The crossing of the normally volatile Golfo de Penas from the south turned out this time to be almost a non-event. Waiting a day near Isla Wager for the perfect weather conditions turned out to be by far the best course of action. Not only were we treated with calm conditions for the crossing, we were also able to navigate inside Isla Javier, something I had thought we would never have the opportunity to do since the sea conditions must normally be extremely dangerous in the prevailing west winds. Good thing we did, since this narrow Strait seems to be home to hundreds of whales, and the views of the Northern Patagonian Icecap are other-worldly.

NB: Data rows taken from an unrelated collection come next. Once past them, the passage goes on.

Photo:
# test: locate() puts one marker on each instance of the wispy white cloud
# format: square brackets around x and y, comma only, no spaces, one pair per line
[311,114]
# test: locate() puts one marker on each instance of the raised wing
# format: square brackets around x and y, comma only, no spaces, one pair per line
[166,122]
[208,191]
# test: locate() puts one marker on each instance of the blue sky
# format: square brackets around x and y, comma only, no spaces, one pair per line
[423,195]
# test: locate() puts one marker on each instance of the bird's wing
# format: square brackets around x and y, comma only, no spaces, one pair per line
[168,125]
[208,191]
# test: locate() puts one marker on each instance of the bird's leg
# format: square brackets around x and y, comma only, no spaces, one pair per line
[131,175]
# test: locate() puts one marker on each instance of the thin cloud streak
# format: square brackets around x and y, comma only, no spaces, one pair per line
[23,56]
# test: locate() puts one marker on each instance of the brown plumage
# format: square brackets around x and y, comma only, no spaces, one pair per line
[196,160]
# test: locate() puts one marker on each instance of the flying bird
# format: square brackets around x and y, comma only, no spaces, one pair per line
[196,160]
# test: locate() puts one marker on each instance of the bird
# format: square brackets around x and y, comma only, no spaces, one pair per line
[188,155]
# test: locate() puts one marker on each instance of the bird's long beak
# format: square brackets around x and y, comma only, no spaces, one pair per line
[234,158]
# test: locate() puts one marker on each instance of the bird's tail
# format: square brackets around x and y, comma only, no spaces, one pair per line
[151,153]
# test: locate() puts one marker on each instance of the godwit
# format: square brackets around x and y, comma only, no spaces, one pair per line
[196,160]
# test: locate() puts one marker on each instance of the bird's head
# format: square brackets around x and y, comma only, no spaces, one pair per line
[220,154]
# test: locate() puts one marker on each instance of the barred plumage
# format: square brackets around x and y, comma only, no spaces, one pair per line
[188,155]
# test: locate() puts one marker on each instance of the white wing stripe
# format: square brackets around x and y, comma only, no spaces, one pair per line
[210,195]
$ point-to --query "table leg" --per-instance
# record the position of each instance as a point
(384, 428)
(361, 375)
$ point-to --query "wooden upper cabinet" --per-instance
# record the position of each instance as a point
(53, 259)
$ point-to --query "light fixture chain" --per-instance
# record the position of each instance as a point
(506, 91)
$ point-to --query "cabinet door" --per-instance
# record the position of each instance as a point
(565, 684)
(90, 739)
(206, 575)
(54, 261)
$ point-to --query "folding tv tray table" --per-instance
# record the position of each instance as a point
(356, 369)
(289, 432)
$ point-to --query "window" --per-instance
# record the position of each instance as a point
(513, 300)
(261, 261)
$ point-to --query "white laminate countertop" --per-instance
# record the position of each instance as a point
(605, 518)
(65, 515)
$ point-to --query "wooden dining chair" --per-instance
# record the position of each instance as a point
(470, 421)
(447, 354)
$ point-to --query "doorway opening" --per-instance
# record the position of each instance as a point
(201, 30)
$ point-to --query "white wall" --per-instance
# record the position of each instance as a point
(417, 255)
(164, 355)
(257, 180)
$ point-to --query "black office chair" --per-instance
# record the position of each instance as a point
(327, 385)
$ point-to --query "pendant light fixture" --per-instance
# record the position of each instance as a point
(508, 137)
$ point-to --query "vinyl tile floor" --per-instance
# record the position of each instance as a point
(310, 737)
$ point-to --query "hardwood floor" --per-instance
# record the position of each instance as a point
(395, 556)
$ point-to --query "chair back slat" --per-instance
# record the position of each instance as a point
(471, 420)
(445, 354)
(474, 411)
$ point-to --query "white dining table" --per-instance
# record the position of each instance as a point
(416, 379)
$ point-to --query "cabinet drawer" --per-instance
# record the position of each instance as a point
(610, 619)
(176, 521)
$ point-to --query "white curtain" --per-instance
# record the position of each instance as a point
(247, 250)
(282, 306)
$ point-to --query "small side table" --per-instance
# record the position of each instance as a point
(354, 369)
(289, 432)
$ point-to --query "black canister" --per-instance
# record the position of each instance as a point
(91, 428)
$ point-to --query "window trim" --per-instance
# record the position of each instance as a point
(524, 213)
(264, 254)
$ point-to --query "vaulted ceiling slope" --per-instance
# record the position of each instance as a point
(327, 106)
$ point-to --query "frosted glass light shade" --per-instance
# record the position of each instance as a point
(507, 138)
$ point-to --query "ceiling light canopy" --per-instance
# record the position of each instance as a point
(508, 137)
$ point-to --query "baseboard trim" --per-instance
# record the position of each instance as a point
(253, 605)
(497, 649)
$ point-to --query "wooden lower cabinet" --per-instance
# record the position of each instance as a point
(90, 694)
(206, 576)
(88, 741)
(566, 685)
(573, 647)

We have burrowed our way into Seno Escondido, a 5-mile long, shallow and tortuously winding sound nestled below the curve of the Taitao Peninsula. The sound itself is mostly navigable by eye, keeping to mid channel, but the entrance from Bahia San Quintin took a bit of careful juggling with the state of the tide and a thorough reconnaissance by Keri and Katie in the dinghy. Towards evening last night we reluctantly gave up our magnificent vista of the vast San Quintin Glacier pouring out of the ice-cap and entered the inner bay, taking advantage of low-slack tide to navigate the islands and sand bars encumbering the entrance. It was worth the extra grey hairs to enter this protected inner bay, since we are now protected from all winds and can concentrate on the work at hand.

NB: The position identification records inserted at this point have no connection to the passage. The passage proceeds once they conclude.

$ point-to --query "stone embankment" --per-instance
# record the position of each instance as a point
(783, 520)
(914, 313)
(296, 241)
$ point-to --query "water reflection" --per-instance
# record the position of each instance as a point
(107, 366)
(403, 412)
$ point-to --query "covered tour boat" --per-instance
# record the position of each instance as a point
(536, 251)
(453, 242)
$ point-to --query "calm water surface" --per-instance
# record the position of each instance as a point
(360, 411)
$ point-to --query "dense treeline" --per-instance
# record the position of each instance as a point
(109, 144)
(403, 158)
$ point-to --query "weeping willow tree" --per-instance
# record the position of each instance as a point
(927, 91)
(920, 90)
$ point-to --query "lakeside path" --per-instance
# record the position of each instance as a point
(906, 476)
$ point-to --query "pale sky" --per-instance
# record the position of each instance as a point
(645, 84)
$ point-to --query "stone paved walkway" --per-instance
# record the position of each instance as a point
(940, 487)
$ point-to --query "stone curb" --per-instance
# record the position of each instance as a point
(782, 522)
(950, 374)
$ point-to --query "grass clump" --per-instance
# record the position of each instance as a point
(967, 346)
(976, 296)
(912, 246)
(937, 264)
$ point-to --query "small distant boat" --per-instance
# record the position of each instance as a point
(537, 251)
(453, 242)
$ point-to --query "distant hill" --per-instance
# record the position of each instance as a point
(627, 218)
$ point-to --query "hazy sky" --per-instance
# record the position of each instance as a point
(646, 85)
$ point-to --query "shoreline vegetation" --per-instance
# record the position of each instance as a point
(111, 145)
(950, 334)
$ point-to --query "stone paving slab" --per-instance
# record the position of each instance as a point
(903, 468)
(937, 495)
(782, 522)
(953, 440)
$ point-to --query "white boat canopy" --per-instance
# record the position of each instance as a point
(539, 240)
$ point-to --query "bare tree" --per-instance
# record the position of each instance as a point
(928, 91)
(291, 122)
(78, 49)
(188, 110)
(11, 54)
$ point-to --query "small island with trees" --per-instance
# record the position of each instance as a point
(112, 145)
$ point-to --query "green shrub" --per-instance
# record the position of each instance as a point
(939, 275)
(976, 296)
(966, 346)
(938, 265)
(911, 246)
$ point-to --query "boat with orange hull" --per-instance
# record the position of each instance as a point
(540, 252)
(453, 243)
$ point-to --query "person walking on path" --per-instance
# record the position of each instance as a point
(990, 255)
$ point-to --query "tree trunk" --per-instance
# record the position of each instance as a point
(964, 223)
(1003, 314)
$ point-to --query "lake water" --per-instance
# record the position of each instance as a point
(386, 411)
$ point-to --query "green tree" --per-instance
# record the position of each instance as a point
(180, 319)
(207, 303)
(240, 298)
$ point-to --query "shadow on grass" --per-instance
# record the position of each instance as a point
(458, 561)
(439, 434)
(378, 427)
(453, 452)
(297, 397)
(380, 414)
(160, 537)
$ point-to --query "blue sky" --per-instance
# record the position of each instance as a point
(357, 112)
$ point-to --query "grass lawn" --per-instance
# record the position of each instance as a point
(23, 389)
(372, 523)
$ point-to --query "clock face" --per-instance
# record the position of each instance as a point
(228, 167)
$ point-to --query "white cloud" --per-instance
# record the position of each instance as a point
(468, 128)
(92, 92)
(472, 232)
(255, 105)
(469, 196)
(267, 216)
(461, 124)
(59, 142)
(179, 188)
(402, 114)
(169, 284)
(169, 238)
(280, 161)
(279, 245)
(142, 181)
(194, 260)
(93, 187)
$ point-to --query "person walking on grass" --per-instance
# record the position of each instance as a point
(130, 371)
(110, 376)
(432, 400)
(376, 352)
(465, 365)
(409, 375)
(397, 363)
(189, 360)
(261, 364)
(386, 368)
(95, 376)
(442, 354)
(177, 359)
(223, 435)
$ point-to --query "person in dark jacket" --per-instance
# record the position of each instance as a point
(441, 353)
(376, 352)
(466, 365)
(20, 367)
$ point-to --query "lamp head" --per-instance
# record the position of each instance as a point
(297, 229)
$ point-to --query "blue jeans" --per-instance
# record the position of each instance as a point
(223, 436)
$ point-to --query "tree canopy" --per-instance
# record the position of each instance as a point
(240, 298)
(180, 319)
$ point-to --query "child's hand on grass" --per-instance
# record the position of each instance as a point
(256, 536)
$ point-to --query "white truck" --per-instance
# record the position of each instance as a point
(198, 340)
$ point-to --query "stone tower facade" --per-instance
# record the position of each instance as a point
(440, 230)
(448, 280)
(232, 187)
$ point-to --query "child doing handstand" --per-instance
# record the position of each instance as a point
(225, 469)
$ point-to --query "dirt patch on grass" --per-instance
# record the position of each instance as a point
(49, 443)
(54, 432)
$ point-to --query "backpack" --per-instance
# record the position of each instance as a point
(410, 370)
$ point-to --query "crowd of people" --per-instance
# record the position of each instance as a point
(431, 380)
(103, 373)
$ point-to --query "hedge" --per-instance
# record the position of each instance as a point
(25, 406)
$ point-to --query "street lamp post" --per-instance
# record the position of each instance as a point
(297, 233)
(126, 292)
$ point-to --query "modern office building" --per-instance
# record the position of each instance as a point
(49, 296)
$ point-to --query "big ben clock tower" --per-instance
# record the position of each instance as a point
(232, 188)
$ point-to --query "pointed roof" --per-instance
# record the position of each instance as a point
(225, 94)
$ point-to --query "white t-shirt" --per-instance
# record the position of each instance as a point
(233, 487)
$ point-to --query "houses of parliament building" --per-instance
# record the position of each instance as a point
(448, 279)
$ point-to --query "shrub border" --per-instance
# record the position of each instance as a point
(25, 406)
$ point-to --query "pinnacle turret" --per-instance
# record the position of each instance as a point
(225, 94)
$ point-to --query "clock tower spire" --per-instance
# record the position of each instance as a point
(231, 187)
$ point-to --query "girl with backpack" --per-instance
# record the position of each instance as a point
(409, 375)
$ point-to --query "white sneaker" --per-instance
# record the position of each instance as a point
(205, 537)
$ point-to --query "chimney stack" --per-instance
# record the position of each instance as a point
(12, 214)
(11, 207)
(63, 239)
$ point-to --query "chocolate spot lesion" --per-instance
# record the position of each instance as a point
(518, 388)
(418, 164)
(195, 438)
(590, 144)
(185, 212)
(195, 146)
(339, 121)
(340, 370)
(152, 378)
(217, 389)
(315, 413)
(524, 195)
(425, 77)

Though the weather has been holding since yesterday, the slowly increasing breeze from the NW turns out to be a blessing in disguise. A first encounter with a beach lined with slowly decomposing whale carcasses is a gut wrenching sight at best, but the wind is doing wonders sweeping away the aroma that has been permeating the boat in the last couple of days. I’m not sure that there is any way to ever get used to the smell of dead whales, but I am certain that we will all be glad that Saoirse has a built-in shower once we start working in closer proximity.

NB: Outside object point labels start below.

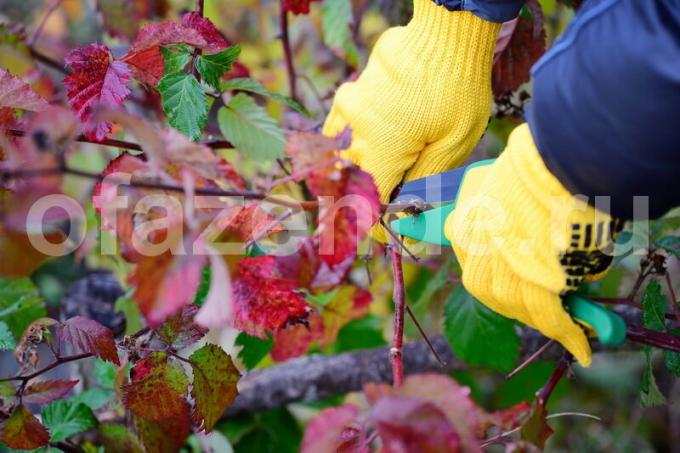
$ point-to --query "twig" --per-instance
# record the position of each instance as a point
(399, 304)
(560, 370)
(530, 359)
(36, 33)
(645, 270)
(288, 54)
(215, 144)
(56, 363)
(674, 301)
(424, 335)
(157, 186)
(398, 240)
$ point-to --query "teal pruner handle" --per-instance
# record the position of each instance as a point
(609, 327)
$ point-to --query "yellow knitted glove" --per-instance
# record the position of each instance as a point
(424, 99)
(523, 241)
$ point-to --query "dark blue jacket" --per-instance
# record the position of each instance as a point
(605, 113)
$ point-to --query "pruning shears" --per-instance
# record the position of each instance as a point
(428, 226)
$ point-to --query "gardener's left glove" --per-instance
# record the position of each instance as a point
(424, 99)
(523, 241)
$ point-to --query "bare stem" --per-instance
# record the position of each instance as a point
(398, 240)
(561, 369)
(530, 359)
(424, 335)
(288, 54)
(399, 297)
(156, 186)
(56, 363)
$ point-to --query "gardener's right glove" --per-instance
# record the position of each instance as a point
(523, 241)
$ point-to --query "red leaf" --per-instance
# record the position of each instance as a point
(45, 391)
(22, 431)
(180, 330)
(166, 283)
(244, 223)
(325, 431)
(168, 434)
(15, 93)
(297, 6)
(147, 65)
(265, 300)
(166, 33)
(157, 390)
(513, 66)
(347, 217)
(294, 340)
(306, 149)
(217, 310)
(86, 335)
(407, 424)
(214, 39)
(214, 387)
(97, 79)
(453, 400)
(18, 257)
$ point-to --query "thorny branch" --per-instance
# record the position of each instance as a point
(287, 52)
(17, 174)
(399, 297)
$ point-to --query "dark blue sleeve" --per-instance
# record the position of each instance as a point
(492, 10)
(605, 113)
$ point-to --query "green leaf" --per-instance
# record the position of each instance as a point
(118, 438)
(250, 128)
(650, 395)
(175, 58)
(253, 349)
(336, 18)
(654, 307)
(20, 304)
(536, 429)
(214, 387)
(63, 419)
(672, 358)
(184, 103)
(7, 342)
(133, 316)
(478, 335)
(213, 67)
(104, 373)
(671, 244)
(254, 86)
(94, 398)
(203, 287)
(358, 334)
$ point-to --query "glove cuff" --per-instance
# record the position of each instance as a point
(437, 33)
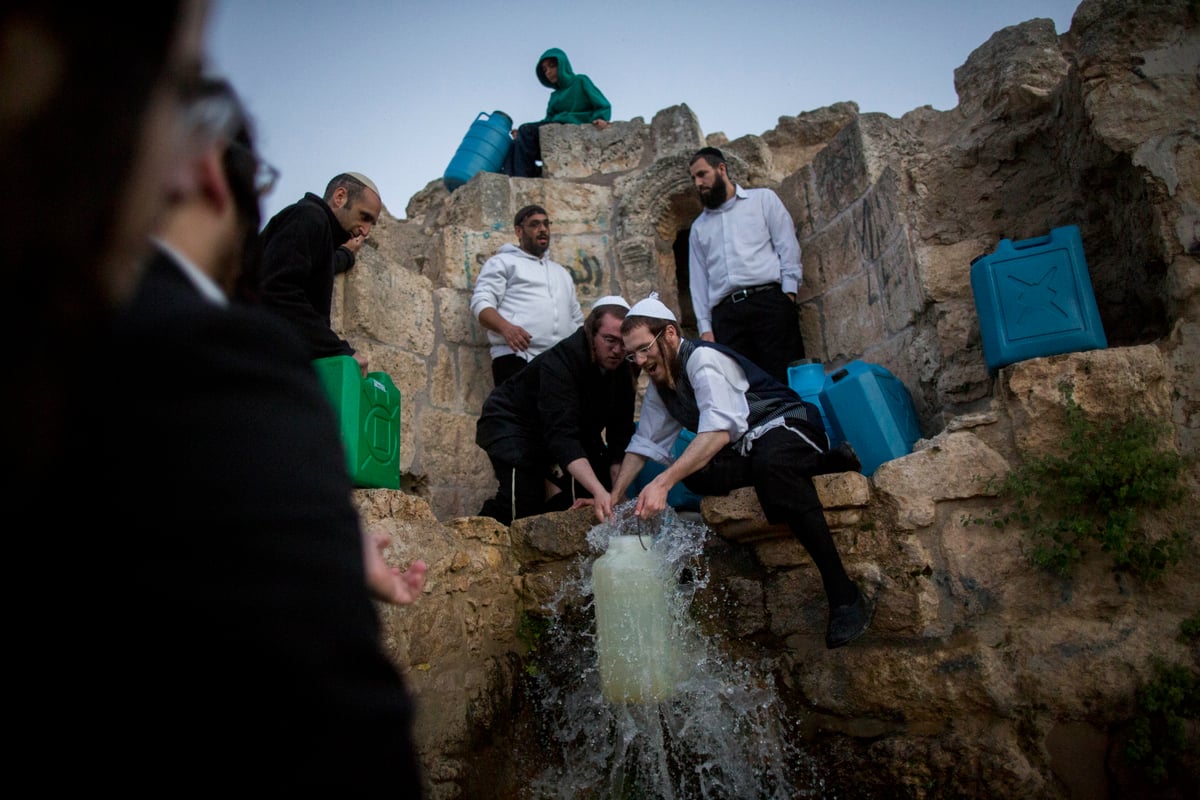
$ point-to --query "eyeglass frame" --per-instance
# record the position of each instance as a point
(645, 350)
(219, 116)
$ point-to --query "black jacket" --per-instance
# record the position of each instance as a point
(301, 253)
(240, 641)
(559, 408)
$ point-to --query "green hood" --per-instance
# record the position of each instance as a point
(575, 100)
(565, 74)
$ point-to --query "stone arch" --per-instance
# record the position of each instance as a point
(653, 212)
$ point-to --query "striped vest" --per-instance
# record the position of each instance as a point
(767, 397)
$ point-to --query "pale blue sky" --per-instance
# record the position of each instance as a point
(390, 88)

As is the same in almost any expedition which is uses boat access to terrestrial sites, now is a critical time. With the oceanographic work taking place mostly aboard Saoirse, and the whale-skeleton surveys taking place on shore at the same time, the general efficiency of changing over from pure navigation mode to include shore side work is of paramount importance. Normally Saoirse would be solely committed to the support of one party, but with multiple studies going on at once in widely separated areas, attention to safety and preparedness for things going wrong must form the basis of further action. More on that tomorrow.